The Trojans have won the Pac-12 just once in their first five seasons under Helton, and they didn't exactly dominate the league this year despite their unbeaten record. USC made three late comebacks in its five victories, scoring the winning points in the final two minutes of each game. Quarterback Kedon Slovis has been outstanding in the fourth quarter, completing 75% of his throws with five TDs and no interceptions.

“We don’t go into any game thinking we never have a shot, even if we’re down,” USC receiver Amon-Ra St. Brown said. “It just shows how strong we are, and how much we’ve grown from last year. As a team, we just believe and we trust in each other."


Although Oregon prepared for Colorado on Monday, the Ducks had a pretty good idea they might be playing USC on Friday thanks to the condition of the Washington program. Although they studied the Buffaloes, they knew the Trojans were a strong possibility.

“I had already watched some USC film previously, so I think we had a little head start on it,” Shough said. “Everyone was super-excited, just because we know they’re a really good team. They’re undefeated right now, and we love the challenge.”


While Oregon had 43 lettermen back from last year's championship team and Rose Bowl winner, USC's last conference title was in 2017, which means most of the Trojans are playing for something new. St. Brown thinks that motivation could be important.

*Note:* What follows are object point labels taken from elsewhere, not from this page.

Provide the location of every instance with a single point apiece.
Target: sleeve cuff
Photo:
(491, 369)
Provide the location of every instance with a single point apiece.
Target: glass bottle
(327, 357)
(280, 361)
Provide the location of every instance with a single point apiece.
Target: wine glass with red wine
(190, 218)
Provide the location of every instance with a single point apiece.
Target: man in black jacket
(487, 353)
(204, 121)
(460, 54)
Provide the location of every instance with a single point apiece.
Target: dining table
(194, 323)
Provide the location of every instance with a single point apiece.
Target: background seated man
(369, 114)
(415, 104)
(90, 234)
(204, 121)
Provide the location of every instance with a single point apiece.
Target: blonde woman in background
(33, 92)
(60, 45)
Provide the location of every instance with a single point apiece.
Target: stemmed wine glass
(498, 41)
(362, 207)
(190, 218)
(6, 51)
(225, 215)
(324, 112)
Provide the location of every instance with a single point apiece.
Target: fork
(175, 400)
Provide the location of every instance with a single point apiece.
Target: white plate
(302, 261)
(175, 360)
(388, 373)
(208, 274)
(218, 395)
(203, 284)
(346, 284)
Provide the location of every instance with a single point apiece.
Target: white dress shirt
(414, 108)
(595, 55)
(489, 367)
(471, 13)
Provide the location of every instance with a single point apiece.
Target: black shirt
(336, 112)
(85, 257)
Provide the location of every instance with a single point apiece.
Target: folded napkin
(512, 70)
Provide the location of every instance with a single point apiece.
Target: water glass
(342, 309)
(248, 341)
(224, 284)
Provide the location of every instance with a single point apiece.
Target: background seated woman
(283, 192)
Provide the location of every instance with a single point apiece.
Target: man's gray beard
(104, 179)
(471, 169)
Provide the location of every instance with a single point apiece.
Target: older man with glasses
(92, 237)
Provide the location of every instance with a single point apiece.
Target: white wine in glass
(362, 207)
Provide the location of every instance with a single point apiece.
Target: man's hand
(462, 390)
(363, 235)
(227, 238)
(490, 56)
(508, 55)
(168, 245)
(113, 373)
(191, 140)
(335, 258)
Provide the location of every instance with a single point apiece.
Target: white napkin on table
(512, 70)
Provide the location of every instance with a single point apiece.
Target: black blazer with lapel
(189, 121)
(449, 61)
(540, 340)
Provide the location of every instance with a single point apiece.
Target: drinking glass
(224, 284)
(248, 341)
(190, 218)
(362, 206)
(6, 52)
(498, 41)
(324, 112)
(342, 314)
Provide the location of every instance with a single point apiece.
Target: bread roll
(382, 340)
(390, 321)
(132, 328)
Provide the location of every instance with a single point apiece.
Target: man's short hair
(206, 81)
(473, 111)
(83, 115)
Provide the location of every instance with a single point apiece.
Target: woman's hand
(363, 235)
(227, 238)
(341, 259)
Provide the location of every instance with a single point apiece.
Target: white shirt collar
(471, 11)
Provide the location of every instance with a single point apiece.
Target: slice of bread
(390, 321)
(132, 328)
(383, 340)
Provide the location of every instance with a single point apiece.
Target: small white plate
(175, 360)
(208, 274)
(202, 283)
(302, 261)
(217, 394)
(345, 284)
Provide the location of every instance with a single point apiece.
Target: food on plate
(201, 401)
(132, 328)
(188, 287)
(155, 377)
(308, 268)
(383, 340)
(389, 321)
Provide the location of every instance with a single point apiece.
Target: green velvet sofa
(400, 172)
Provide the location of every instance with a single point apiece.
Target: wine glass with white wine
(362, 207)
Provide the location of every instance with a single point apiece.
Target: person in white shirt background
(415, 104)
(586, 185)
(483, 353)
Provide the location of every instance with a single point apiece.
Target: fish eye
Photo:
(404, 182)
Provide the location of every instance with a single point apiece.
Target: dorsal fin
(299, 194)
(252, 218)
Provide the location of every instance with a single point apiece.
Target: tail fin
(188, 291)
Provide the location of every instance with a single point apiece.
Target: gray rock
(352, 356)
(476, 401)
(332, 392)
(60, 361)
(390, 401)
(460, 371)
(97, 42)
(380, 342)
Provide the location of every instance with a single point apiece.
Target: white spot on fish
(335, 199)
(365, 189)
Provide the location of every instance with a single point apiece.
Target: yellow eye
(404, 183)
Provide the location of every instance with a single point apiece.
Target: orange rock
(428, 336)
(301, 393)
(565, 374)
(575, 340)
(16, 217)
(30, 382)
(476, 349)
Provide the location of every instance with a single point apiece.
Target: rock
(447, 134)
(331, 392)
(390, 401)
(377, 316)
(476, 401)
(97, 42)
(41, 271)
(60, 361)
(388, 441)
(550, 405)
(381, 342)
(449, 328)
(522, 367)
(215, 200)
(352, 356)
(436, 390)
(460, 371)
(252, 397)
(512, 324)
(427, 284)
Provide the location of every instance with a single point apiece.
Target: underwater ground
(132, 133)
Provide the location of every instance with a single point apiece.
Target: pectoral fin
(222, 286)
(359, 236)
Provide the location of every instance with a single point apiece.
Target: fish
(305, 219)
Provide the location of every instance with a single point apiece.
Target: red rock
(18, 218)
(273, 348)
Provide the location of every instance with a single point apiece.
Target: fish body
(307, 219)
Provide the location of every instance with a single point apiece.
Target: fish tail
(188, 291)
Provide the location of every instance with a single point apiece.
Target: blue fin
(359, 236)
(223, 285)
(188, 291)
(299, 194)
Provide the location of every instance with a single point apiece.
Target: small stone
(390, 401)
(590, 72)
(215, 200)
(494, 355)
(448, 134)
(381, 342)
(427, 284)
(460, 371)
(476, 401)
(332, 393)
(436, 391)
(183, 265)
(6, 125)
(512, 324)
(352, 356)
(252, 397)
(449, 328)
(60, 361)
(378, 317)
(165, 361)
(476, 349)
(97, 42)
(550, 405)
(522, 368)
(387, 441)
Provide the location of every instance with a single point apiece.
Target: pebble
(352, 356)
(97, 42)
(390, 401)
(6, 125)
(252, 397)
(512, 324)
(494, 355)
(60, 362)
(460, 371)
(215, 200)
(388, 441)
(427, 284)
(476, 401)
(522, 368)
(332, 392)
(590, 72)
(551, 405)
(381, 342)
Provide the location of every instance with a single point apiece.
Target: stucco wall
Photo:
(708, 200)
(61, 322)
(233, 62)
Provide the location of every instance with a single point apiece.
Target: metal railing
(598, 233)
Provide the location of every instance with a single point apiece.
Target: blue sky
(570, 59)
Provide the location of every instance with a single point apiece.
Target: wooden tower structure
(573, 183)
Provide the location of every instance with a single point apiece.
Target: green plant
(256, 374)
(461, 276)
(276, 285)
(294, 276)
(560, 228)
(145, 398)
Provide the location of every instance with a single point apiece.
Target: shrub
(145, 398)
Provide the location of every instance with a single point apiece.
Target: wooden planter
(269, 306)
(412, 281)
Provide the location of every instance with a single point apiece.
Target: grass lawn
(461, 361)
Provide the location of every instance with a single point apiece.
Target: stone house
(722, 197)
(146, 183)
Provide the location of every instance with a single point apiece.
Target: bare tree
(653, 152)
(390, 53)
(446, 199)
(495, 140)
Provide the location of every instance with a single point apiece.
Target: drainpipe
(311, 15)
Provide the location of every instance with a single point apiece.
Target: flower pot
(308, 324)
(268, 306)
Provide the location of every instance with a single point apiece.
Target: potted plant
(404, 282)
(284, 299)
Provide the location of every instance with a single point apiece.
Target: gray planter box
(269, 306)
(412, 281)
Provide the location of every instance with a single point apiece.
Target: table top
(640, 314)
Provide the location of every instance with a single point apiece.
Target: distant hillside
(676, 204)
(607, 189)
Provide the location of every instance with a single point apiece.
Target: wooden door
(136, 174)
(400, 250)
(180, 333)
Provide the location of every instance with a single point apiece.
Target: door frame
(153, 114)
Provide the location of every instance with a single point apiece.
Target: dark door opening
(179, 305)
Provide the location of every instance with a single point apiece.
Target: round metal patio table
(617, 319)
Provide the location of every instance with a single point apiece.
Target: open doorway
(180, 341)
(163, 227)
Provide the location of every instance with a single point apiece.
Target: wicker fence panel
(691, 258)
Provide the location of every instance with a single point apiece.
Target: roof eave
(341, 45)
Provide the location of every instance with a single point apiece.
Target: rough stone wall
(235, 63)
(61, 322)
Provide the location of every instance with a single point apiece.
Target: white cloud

“Having come from not having a season at all to being in a Pac-12 championship (game) is awesome,” St. Brown said. “This is my first Pac-12 championship, so I'm excited to participate in this game.”


The North Division has won eight of the nine Pac-12 championship games, including three wins apiece for Oregon and Stanford. USC got the South's only league title since it expanded to 12 teams a decade ago, winning the game in 2017.


The Trojans are likely to be without leading rusher Vavae Malepeai, who sprained his knee last week against UCLA. USC is quite deep at tailback, so the injury won't hurt them as much as other teams: Markese Stepp is healthy and ready to take a leading role, while senior Stephen Carr and sophomore Kenan Christon are phenomenal athletes as well.

USC hasn't even relied on the running game much this season, with the Pac-12's lowest average yards rushing per game (109.2).